Currently there are different working agreements for BA’s three crews. The long-haul and short-haul crews have fought hard for many years for decent conditions and pay. The newer Mixed Fleet crew is worst paid and has poorer working conditions – and a bigger turnover of staff.

BA has long wanted to merge the crews on to Mixed Fleet terms, it is claimed, and a letter seen by the Sunday National confirms this is the plan.

“We are proposing to remove the existing fleet structure and create a simple, single group of cabin crew, with a single set of terms and conditions and operating to higher levels of flexibility,” says the letter.

“If we are unable to reach agreement on these proposals as part of the consultation process, then we would propose to give all employees notice of dismissal by reason of redundancy and/or some other substantial reason, and offer a proportion of them employment under new terms and conditions.”

The letter goes on to say that those made redundant will be given only statutory redundancy pay, rather than a severance package – which is usually substantially higher, particularly for long-term and higher paid employees.

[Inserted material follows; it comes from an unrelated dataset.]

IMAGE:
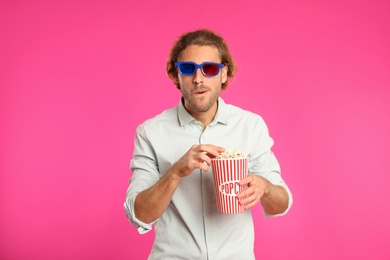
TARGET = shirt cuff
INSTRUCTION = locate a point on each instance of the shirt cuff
(142, 227)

READ MORE: The new head of the STUC on coronavirus and workers' rights

Unite general secretary Len McCluskey said: “Not content with needlessly and callously dumping 12,000 loyal workers on the dole queue, wrecking not just its own workforce’s lives but risking the viability of the entire UK aviation sector, British Airways is also seeking to rip up agreed contracts and force down terms and conditions. This is appalling, shameless opportunism from a company that posted profits of over £3.2bn last year.

“UK taxpayers have not handed over their money to BA for it to embark on an opportunistic course of slashing jobs.”

McCluskey pointed out that the “devastating” announcement had come on day of the funeral of a “long-standing and much-loved” cabin crew member who had died from the coronavirus, contracted while bringing home UK citizens stranded overseas.

He said the announcement was a “stab in the back” and a “heartless” decision in a time of national crisis.

Referring to BA chief executive Alex Cruz, McCluskey added: “With the majority of BA’s workers on furlough, we would have expected him to work with both us and the Government to honour the spirit of the Government’s Job Retention Scheme.

“Governments across Europe, in Spain, Germany and France, are working with trade unions and airlines to rebuild the industry, keeping people in work while the sector recovers.

“To reject government support but then expect their own staff to pay the cost of such a misjudgment is irresponsible, dangerous and destructive and is utterly at odds with the mood of the country at a time of crisis.

“This workforce has worked tirelessly, heroically and unnoticed throughout this crisis, in dangerous circumstances on the global transport front line.

“They simply do not deserve to be treated as a commodity to be disposed of in this way.”

GMB national officer Nadine Houghton pointed out that 80% of BA’s staff had been furloughed on the government scheme.

Brian Strutton, general secretary of pilots’ union Balpa, said: “This has come as a bolt out of the blue from an airline that said it was wealthy enough to weather the Covid-19 storm and declined any government support.”

IAG said the recovery of passenger demand to 2019 levels could take “several years”.